É curioso notar esse e outros temas que Moser reconstrói: o seu temperamento com as
mulheres com quem se relacionou, o envolvimento psicológico de Susan na criação de
uma personalidade pública, suas brigas textuais... Ele recheia a história com
interessantes passagens de seus textos em jornais ou depoimentos de pessoas próximas
(amigas ou não) que desnudam a elaboração do ícone a sua vida pública agitada, como
se vê através de sua participação em temas como a Guerra do Vietnã, a Guerra da
Bósnia, a Ocupação do Iraque, eventos dos quais nasceram textos, discursos e uma
adaptação da peça Esperando Godot de Samuel Beckett, encenada desde Sarajevo (onde
ela ganhou uma homenagem, uma praça com seu nome). Ao mesmo tempo, vemos os
momentos em que pessoas muito próximas se sentiram desconfortáveis e frustrados com
sua posição. Edward Said, por exemplo, questionou uma de suas participações e
discursos em um prêmio literário em Jerusalém.
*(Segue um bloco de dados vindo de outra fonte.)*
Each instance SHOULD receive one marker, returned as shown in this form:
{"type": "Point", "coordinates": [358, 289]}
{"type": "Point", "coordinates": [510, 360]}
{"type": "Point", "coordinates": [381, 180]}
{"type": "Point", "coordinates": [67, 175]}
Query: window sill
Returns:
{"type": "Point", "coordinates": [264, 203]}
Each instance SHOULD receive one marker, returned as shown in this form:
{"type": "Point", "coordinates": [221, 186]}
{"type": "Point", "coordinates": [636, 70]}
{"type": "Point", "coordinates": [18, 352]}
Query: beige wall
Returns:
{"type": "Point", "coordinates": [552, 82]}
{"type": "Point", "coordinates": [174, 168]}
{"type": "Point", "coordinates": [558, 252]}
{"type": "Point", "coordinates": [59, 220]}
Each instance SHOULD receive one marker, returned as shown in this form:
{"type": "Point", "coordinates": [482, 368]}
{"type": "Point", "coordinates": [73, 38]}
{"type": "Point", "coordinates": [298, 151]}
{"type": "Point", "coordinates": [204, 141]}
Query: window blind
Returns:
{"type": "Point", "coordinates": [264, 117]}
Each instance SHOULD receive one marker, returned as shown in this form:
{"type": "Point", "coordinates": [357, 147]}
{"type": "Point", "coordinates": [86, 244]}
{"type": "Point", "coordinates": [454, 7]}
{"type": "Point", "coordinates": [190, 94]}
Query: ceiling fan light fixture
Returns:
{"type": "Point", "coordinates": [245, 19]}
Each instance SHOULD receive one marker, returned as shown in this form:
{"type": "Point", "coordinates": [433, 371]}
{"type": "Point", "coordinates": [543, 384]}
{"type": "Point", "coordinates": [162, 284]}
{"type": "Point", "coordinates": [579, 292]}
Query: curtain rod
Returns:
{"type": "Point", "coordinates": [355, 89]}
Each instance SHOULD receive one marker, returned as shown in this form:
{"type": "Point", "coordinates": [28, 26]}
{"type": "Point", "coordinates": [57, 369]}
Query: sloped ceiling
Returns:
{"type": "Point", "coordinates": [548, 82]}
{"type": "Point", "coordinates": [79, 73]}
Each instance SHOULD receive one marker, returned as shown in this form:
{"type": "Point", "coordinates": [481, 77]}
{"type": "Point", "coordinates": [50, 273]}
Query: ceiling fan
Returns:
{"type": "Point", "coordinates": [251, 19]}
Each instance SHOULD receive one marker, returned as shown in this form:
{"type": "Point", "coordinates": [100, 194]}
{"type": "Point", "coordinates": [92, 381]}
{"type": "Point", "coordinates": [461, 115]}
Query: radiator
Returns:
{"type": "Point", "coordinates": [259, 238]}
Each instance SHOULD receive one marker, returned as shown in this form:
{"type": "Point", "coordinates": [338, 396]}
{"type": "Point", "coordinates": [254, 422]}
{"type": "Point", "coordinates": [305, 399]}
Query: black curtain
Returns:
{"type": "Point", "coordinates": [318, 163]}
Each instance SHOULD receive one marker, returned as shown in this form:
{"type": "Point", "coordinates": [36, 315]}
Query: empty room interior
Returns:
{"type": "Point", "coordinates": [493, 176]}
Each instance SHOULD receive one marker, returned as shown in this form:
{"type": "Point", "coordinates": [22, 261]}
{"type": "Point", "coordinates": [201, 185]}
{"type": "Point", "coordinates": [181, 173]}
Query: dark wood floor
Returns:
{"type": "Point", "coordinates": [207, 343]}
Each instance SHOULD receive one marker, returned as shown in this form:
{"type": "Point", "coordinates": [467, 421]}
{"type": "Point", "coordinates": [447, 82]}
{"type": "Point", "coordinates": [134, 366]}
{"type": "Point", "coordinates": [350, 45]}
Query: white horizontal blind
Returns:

Na ocasião Said questionou Susan quanto a sua ida para a premiação e ela julgou muito
mais útil ir do que deixar de ir – depois de tudo, Said, segundo Moser, emitiu a opinião
de que o texto foi ruim e pouco efetivo. Temos uma versão dele em um dos livros em
português Ao mesmo tempo, com o título A consciência das palavras e fica o convite
para que julguem os leitores se foi eficaz ou não.

Vale destacar que Moser é respeitoso em não desqualificar as posições contrárias a


Susan, ao contrário, mapeia e as apresenta para o leitor mesmo julgar, mesmo que em
alguns momentos pareça que precisamos desse direcionamento. A história do ícone, da
sua franqueza e virtudes, é acompanhada de uma história das fraquezas e lutas, das
doenças dela e de uma geração.

A aids e sua presença pública são analisadas por Sontag, mas não só a aids: o próprio
câncer que a acometeu deu origem a uma reflexão que acompanha este livro e ainda
Diante da dor dos outros. Em ambas as situações, Sontag reflete sobre o significado da
doença, do tratamento o lugar social da ideia de doença e o grande tema de sua vida:
corpo e representação, eu e identidade, sonho e realidade, a interpretação e a própria
metáfora que qualifica a sua obra.

Por fim, concordamos com o biógrafo quanto ao uso da poética de Elias Canetti. O
escritor, Canetti escreve e Moser cita, “é original; ele sintetiza sua época; ele se opõe a
sua época”. Mas, preferimos encerrar com a própria Susan falando da literatura,
portanto da sua escrita: “Uma das tarefas da literatura é questionar e construir contra-
afirmações às crenças dominantes.” Como eu acho que ela estava, na verdade, falando
de si mesma de maneira inconsciente, meu convite é que muitas pessoas leiam este texto
e encontrem inspirações em nosso tempo tão carente de vozes e ações como as dela.